Near and Deer

Is Neighborhood Wildlife Spreading COVID?

From the rapid global spread of COVID-19 to the damage wrought by snarled supply lines, the pandemic provided lesson after lesson in how we’re all connected. Now UMD researchers are investigating another link to the virus, one that might extend even further.

Assistant Professor Travis Gallo and Associate Professor Jennifer Mullinax of the Department of Environmental Science and Technology are tracking deer to find out if they’re spreading COVID and other respiratory illnesses like influenza, or even serving as disease reservoirs that keep such viruses circulating.

Their study is supported by a $3.6 million cooperative agreement with the U.S. Department of Agriculture’s Animal and Plant Health Inspection Service; it’s part of a larger agency effort to create an early warning system of disease spillover from animals to humans.

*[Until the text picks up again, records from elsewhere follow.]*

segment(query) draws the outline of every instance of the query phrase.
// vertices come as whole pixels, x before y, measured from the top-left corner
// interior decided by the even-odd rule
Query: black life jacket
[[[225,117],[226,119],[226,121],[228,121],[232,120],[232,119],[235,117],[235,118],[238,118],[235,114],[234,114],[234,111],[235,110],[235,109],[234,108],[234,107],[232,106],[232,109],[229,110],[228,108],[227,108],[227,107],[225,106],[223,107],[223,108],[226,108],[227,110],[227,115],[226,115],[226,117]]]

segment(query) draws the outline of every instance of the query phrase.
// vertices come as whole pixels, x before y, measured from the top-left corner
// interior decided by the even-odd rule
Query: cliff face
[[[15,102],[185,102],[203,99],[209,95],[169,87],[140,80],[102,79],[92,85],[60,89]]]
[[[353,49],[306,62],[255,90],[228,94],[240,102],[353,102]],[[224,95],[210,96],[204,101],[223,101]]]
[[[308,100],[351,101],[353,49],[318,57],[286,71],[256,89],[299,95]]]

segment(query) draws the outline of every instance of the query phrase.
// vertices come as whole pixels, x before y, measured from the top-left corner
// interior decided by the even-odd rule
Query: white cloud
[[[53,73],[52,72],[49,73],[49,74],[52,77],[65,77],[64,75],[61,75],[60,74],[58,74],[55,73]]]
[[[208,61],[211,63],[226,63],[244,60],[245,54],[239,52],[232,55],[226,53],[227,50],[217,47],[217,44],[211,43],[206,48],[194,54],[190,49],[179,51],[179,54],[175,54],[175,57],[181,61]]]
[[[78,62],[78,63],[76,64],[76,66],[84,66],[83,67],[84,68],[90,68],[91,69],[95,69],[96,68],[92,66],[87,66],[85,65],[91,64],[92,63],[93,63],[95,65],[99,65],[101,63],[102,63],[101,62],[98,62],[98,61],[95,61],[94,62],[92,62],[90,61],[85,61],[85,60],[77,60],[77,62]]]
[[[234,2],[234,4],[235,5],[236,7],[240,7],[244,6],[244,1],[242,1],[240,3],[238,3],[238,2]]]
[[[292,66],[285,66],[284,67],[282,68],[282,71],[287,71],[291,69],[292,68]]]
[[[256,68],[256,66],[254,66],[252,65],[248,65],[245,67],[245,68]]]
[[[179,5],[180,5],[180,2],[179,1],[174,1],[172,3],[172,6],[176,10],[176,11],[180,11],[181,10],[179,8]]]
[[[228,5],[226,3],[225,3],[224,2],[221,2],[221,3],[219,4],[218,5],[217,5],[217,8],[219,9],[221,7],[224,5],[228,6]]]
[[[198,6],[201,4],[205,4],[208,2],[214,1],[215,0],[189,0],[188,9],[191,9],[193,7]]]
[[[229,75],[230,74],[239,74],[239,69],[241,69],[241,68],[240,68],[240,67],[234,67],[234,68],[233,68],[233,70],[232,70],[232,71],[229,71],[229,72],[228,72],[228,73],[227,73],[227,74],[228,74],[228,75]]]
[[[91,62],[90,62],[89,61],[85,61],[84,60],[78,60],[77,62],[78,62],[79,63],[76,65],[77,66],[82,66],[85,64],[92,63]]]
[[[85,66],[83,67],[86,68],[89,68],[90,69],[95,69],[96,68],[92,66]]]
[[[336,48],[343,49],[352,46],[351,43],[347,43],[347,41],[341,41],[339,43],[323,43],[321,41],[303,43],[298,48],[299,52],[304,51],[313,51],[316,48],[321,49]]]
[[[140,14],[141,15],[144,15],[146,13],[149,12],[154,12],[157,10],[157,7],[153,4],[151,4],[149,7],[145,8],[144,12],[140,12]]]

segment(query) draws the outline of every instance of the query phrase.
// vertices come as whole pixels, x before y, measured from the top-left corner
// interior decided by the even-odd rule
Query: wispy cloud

The researchers will place GPS tracking collars on at least 45 white-tailed deer—a species that earlier UMD research showed frequently beds down in neighborhoods—and take nasal swabs and blood samples for lab testing. The collars will transmit information about deer movements over two years, and combined with human movement data from cell research participants’ phones, will pinpoint locations and times of human-deer encounters.

With a model of how people and deer neighbors move around the landscape, “we can use a predictive model to ask questions about potential interventions like controlling the deer population in certain areas, educating people about interacting with deer or even giving deer vaccines, to predict if we can reduce the risk and rates of disease transmission,” Gallo says.